I have been able to use Cloudant NoSQL databases for free (within $50 limit) since early 2015. Checking the usage every month or so seemed sufficient. What a surprise when I saw $467 usage in one of the environments in the middle of this month!

The first thing I checked was when the usage started to grow. I saw a spike starting on 14 October last month:

usage_stage_lastmonth

Then I checked my other environments and the same date marked a spike of GET requests in the production environment:

prod_last_month_light

I have no continuous replications set up, but this clearly showed that some replication is going on. The type of the requests (GET from the production system and GET/POST/PUT in the backup system) also pointed to a replication issue.

My usual replications are set to run once a week, the continuous excessive usage ruled them out. I was now looking for any obvious signs, but no database seemed to contain any excessive number of records, and it does not help that there is no information in Cloudant about which database the hits relate to.

I checked all replication records, verified that none was running, and that none was set up wrongly. One useful information is the _rev (revision) number in the replicator that tells you how many times the given replication ran:

"_id":"crs_backup_01","_rev":"27-fe6545d6737643a39aee38e3cf66d4f3"

"_id":"crs_backup_02","_rev":"27-500dc4881e3b491e66e53d745f792ea9"

"_id":"crs_backup_03","_rev":"27-38e430e92d8b14ad77f5040b645e9853"

"_id":"crs_backup_04","_rev":"27-4a7f68c1541b534a195ccaec08e73b94"

..means these replication ran 27 times, each about every month.
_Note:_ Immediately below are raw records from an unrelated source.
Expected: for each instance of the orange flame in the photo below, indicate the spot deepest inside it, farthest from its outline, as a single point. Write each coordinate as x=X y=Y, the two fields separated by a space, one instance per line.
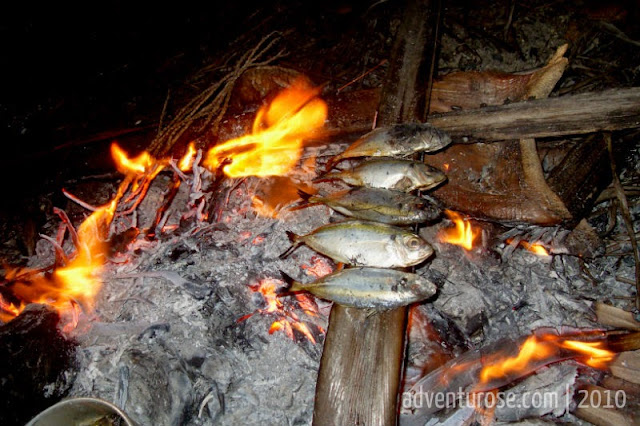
x=9 y=311
x=289 y=321
x=597 y=356
x=531 y=350
x=139 y=165
x=462 y=235
x=267 y=287
x=186 y=162
x=279 y=130
x=537 y=349
x=536 y=248
x=76 y=282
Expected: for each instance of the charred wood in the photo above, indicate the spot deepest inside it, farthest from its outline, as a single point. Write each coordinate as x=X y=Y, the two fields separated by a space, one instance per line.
x=581 y=176
x=27 y=368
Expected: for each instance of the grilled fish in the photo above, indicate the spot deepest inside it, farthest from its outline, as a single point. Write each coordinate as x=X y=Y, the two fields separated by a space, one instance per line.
x=390 y=173
x=400 y=140
x=379 y=205
x=364 y=243
x=376 y=288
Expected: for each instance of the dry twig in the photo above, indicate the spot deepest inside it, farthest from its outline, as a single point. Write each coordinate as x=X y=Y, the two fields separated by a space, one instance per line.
x=626 y=215
x=208 y=108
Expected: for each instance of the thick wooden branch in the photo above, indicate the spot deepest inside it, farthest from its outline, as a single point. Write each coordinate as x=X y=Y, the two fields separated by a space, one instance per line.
x=609 y=110
x=361 y=365
x=614 y=109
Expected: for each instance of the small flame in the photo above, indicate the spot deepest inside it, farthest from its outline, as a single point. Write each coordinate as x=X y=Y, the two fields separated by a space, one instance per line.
x=530 y=351
x=126 y=165
x=279 y=130
x=462 y=235
x=598 y=357
x=536 y=248
x=288 y=320
x=267 y=287
x=9 y=311
x=186 y=162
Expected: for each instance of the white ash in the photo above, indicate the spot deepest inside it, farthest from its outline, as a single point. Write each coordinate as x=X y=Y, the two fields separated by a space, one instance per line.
x=167 y=347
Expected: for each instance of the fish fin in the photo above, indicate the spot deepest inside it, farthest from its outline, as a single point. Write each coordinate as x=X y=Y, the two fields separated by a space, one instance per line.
x=327 y=176
x=332 y=162
x=371 y=312
x=295 y=242
x=305 y=196
x=292 y=284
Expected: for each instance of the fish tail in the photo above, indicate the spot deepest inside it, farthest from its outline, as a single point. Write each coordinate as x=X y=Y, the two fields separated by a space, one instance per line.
x=292 y=284
x=306 y=197
x=295 y=242
x=332 y=162
x=327 y=176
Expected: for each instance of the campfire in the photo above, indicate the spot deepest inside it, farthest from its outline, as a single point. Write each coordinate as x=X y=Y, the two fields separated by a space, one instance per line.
x=263 y=254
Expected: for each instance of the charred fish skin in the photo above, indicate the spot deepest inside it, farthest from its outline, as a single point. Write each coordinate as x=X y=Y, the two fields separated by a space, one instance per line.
x=363 y=243
x=390 y=173
x=379 y=205
x=400 y=140
x=373 y=288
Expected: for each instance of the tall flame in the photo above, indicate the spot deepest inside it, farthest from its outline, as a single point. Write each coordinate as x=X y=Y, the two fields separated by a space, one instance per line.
x=276 y=142
x=78 y=281
x=463 y=234
x=186 y=162
x=538 y=350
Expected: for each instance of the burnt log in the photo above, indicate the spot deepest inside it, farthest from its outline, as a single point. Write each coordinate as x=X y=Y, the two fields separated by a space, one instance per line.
x=581 y=176
x=35 y=359
x=608 y=110
x=361 y=365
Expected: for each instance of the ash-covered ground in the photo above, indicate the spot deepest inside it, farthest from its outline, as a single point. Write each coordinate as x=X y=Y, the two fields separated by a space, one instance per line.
x=170 y=342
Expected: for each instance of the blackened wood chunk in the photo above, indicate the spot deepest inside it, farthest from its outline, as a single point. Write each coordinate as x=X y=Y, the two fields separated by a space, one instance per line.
x=581 y=176
x=34 y=357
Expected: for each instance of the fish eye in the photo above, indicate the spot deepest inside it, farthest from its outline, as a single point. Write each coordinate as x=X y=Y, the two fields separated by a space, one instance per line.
x=413 y=243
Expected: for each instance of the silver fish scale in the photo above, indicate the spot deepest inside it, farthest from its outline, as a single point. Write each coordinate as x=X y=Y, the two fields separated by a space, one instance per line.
x=376 y=288
x=368 y=244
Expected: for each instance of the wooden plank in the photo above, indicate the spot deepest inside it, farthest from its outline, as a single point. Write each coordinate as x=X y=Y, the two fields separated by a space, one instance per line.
x=613 y=109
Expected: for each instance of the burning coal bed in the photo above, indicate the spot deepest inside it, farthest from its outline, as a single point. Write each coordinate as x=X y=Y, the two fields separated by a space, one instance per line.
x=191 y=327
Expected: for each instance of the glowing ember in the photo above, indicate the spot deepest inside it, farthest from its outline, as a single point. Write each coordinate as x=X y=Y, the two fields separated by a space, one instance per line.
x=288 y=320
x=139 y=165
x=263 y=209
x=267 y=287
x=462 y=235
x=536 y=248
x=186 y=162
x=279 y=130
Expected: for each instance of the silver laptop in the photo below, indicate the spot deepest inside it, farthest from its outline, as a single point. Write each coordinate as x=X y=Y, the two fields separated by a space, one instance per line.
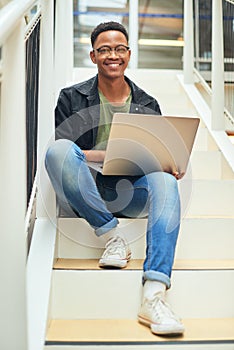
x=140 y=144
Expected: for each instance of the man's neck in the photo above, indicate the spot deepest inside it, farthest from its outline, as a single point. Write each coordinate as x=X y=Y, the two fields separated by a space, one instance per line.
x=115 y=90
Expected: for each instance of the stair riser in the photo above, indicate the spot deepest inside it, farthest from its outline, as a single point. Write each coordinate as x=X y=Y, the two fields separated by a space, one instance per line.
x=77 y=239
x=207 y=197
x=111 y=294
x=173 y=346
x=206 y=165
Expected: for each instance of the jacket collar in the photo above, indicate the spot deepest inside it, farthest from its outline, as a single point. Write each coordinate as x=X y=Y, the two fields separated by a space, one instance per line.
x=89 y=88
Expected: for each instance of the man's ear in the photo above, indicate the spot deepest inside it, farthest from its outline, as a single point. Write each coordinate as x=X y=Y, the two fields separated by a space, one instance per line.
x=92 y=56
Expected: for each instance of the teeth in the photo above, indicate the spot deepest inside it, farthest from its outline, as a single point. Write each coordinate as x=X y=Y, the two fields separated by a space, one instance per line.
x=113 y=65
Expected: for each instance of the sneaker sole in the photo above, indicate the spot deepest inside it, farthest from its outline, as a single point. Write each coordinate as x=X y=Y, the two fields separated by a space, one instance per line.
x=161 y=330
x=114 y=262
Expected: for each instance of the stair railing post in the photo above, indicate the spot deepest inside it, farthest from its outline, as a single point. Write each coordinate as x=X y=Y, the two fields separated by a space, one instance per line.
x=188 y=53
x=133 y=32
x=13 y=317
x=46 y=206
x=217 y=122
x=63 y=43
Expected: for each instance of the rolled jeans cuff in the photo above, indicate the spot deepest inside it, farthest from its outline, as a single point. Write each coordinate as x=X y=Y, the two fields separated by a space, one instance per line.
x=156 y=276
x=107 y=227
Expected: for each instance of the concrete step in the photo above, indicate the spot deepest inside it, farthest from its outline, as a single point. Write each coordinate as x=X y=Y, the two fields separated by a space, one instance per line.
x=76 y=238
x=207 y=197
x=216 y=334
x=81 y=290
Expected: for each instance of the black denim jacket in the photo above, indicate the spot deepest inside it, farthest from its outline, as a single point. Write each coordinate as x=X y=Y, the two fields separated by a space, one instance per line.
x=78 y=111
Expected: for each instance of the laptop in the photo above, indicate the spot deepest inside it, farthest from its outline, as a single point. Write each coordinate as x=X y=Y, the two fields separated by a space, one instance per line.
x=139 y=144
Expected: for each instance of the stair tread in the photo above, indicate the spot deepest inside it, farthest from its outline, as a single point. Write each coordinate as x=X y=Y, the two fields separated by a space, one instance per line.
x=130 y=331
x=136 y=264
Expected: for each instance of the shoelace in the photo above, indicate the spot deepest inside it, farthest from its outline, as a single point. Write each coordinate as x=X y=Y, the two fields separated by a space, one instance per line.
x=115 y=246
x=161 y=308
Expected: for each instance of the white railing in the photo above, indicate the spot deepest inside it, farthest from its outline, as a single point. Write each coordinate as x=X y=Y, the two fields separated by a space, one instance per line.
x=215 y=114
x=24 y=291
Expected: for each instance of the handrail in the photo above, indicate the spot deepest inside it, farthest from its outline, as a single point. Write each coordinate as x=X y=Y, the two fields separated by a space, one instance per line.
x=10 y=15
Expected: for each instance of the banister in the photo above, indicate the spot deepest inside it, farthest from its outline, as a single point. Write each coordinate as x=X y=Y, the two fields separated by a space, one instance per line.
x=10 y=15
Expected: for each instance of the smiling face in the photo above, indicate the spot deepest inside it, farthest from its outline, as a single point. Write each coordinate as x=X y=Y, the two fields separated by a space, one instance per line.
x=112 y=66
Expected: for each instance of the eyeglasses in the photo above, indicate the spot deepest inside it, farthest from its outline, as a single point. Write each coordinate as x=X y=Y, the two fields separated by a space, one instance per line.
x=105 y=51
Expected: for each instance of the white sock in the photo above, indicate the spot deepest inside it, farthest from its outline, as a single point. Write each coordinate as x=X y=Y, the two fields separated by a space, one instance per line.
x=152 y=287
x=116 y=231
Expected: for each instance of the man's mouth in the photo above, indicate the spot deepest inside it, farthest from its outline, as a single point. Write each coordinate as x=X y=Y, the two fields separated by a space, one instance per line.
x=113 y=65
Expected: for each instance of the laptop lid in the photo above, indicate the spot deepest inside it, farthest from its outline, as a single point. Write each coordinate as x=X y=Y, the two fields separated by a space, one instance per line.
x=140 y=144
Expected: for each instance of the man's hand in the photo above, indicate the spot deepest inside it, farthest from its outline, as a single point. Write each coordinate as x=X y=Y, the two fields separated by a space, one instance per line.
x=178 y=175
x=94 y=155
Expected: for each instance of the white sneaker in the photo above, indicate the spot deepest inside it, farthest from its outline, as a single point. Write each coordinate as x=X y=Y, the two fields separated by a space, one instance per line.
x=156 y=314
x=116 y=254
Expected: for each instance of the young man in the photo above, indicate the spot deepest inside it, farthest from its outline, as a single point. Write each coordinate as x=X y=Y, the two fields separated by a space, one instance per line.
x=83 y=117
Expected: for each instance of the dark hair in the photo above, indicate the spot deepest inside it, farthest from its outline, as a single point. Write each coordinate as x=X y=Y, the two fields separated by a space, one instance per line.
x=103 y=27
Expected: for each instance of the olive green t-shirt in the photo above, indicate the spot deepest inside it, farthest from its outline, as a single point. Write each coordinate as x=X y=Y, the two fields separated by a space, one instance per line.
x=106 y=115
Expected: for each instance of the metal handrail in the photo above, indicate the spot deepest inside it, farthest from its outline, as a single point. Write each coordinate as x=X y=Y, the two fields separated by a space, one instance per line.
x=10 y=15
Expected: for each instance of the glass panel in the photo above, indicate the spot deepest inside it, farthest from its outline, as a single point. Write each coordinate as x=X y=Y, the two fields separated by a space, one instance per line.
x=160 y=29
x=4 y=2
Nothing unusual, I was puzzled. What happened on 14 October? I made a list of all activities I did, collected details of applications that are using the database, no luck.

Then I checked active replications again and to my surprise I found a ghost replication running against one of the databases. And in a few minutes another!

I quickly checked the replicator database and now the replications showed up:


"_id":"audittrail_backup_03","_rev":"773460-2d75dc285fb16c240a752659f474ebd4"

"_id":"audittrail_backup_04","_rev":"578107-5dad673feec98019dd36c4f21033d545"

773,460 replication runs??? There was the culprit. This is about one replication per hour since 14 October.

I canceled both replications and they did not come up since. But where did they come from? They were not visible inside the replicator database before and I can’t see any reason why they would be created a month ago.

Watch out for Cloudant errors. No system is perfect.